Product development and marketing
Technology can be used to address challenges related to accurate assessment and pricing, understanding the customer, and market needs. Appropriate deployment of analytics, statistical tools, and use of AI (Artificial Intelligence) powered tools will improve market research/analysis, product development and testing, the actuarial process, product launches, campaign management and portfolio marketing. Significant efficiencies can be achieved by introducing simpler processing and developing a self-service mechanism for customers to reduce the burden on back-office operations.
Technology can be used to address challenges related to accurate assessment and pricing, understanding the customer, and market needs.
Amongst thriving competition, achieving sales figures that generate revenue is necessary to ensure continued existence in the market. The use of Interactive Voice Recognition Systems (IVRS), volume and effort forecasting models, conversational chatbots and visualisation tools contribute to improving customer service and reducing churn rate. Additional benefits include better customer tracking, and volume anticipation across processes like market development, distribution, product branding, direct sales, broker relationships, commissions, and embedded products, all of which will help organisations in achieving targeted revenues.
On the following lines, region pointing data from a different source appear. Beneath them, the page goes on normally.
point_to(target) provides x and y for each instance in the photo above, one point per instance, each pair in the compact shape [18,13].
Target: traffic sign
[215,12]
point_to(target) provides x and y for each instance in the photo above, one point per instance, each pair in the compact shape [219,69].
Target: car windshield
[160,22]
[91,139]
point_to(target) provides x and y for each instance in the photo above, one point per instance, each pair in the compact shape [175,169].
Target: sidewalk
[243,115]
Large Property and Casualty (P&C) insurers suffer opportunity loss, poor quote ratio, poor bind ratio, underwriter fatigue and lack of insights usually due to the time taken by underwriters to arrive at subjective judgements. The use of digital workflow tools, descriptive and prescriptive analytical models to reimagine the existing processes, streamlined submission processes, and process diagnostic controls enables companies to effectively manage the business, engage with the brokers, improve the quality of submissions, and bring transparency into the system. One should explore solutions that effectively analyse structured and unstructured text to extract pertinent information from submissions based on the likelihood of binding, loss ratio, profitability score, and the possibility of winning, and then filter and rank the submissions.
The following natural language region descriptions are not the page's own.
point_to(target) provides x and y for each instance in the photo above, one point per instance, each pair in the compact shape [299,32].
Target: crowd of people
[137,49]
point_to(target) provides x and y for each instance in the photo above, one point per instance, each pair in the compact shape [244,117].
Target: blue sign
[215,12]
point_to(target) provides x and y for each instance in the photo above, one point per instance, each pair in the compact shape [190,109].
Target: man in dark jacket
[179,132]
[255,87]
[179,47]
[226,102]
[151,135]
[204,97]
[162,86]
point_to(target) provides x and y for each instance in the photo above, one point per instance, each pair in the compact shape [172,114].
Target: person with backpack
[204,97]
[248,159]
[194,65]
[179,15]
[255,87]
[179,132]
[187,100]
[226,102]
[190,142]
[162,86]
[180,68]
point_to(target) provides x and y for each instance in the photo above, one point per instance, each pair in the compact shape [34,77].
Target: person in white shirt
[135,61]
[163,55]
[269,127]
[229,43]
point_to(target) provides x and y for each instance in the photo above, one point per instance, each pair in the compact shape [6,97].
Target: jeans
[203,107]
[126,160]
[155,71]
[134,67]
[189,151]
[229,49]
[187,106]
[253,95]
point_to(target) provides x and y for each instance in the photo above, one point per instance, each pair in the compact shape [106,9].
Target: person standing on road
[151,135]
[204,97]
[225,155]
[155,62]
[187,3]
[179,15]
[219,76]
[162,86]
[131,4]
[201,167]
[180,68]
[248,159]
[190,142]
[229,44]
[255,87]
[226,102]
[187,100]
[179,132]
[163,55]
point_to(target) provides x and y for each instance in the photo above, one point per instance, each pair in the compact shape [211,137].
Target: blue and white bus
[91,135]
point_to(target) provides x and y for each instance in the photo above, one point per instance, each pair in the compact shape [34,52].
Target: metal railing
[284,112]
The need to modernise legacy Policy Administration Systems (PAS) is becoming more important as product variation expands. Unstructured requests, multiple requests or follow-ups, validation, processing, and fulfilment using manual processes, a considerable number of Not in Good Order (NIGO) requests and the need to contact multiple touch points within the underlying systems, establish the need to transform the policy issuance system to be more agile and resilient. The use of descriptive/predictive analytics to understand business metrics, business performance, renewal, and retention will greatly impact speed to market.
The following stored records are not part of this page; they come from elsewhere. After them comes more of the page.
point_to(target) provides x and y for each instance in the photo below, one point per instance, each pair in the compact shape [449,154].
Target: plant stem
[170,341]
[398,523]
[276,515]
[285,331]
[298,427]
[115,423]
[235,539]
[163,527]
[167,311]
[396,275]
In today's competitive landscape, it is imperative for insurance service providers to collaborate with their technology solution partners to deploy state-of-the-art digital tools across their value chain.
For an insurance service provider, claims as a function serve to be the moment of truth for the customer. Today’s competitive landscape demands designing a customer-centric claims process that emphasises the value-design approach. Customers' perception and their claims journey decide their continuity with the company. Issues with receiving a high number of NIGO requests, missed subrogation opportunities, manual claim adjudication processes and multiple handoffs and approvals can be resolved by leveraging descriptive/prescriptive forecasting analytical models for claims and fraud detection, utilisation of resources self-servicing portals for first notification of loss /damage evaluation, chatbot and VR (Virtual Reality) for servicing status requests. Automation can reduce the cost of the claims journey by as much as 30%.
In today's competitive landscape, it is imperative for insurance service providers to collaborate with their technology solution partners to deploy state-of-the-art digital tools across their value chain. Leveraging the right technology should lead to tangible, positive outcomes. By embracing digital transformation, insurance companies can create a competitive advantage and stay relevant by addressing the evolving needs of their customers.